I know a couple of (infrastructure/software) consultancies who offer new consultants/developers the option of a Mac. It’ll be a good fit for some; not for others. In the pure corporate space, Office 365 is Microsoft’s smart move. It’ll work anywhere, but unlike Google the desktop apps are always a bit ahead of the web experience (which is actually very decent). I have no idea how anyone else would usurp that at the moment.
I was tasked with making Excel the front end presentation tool for reporting, mid 90s. As I often feel the need to remind people, we were surprisingly advanced back then. VBA and ODBC were both things. Getting stuff from a database* and having Excel do the presentation work (including actual spreadsheet type stuff) was fairly straightforward.

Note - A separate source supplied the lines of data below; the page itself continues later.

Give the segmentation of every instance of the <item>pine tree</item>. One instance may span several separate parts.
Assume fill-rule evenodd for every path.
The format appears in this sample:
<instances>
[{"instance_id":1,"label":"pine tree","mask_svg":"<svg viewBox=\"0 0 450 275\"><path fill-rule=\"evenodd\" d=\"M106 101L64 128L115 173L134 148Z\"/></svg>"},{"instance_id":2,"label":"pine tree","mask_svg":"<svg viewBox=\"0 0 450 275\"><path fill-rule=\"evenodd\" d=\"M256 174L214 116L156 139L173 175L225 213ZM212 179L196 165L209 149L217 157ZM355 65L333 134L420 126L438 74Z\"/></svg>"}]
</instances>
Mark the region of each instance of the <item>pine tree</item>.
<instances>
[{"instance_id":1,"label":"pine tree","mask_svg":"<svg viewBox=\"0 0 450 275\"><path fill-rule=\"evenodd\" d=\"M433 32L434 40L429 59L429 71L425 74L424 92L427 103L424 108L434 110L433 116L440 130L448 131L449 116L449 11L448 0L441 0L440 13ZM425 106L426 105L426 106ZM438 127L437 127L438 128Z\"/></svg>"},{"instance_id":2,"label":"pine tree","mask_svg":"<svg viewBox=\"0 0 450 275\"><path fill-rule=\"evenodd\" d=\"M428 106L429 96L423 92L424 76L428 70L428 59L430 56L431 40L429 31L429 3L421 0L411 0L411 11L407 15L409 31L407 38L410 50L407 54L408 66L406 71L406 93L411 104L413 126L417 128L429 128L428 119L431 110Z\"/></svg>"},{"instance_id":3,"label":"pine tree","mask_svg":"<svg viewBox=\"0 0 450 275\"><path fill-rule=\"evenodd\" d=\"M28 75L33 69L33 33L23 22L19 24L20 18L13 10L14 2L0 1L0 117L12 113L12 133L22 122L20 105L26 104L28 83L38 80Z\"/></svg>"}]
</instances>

Later, it turned out VBA was insecure, and Microsoft ultimately had to make it almost completely unusable to make it more secure. I like to think that VBA ultimately murdered Gates’s beloved BASIC, which is no bad thing.
* Paradox desktop databases, in our businesses, but the we’d experimented with Informix and all the developers got the bit about it being perfectly reasonable (with a fast enough connection - not ours at the time) to do the same stuff with a database on the other side of the world.
"However, what amuses me is that when offering their opinions about exactly which version of L a Win refugee might plump for, it's usually either Ubuntu or Mint. I get the impression that they haven't really tried many different distros. Perhaps said refugees need to be pointed in the direction of Distrowatch to choose for themselves?"
Let them eat Arch (and RTFM).
As far as I can tell, the whole point of Windows 11 is planned obsolescence for old but otherwise very capable hardware. Until recently, I had a 2015 Thinkpad that still performed perfectly well but will not upgrade to 11. The happy new owner will likely bin Windows and install Mint. We reached a point of sufficiency, as far as hardware goes, a decade or more back - I suspect there was a risk of sales slowing down as people stuck with stuff that still works. Antitrust? Anyone?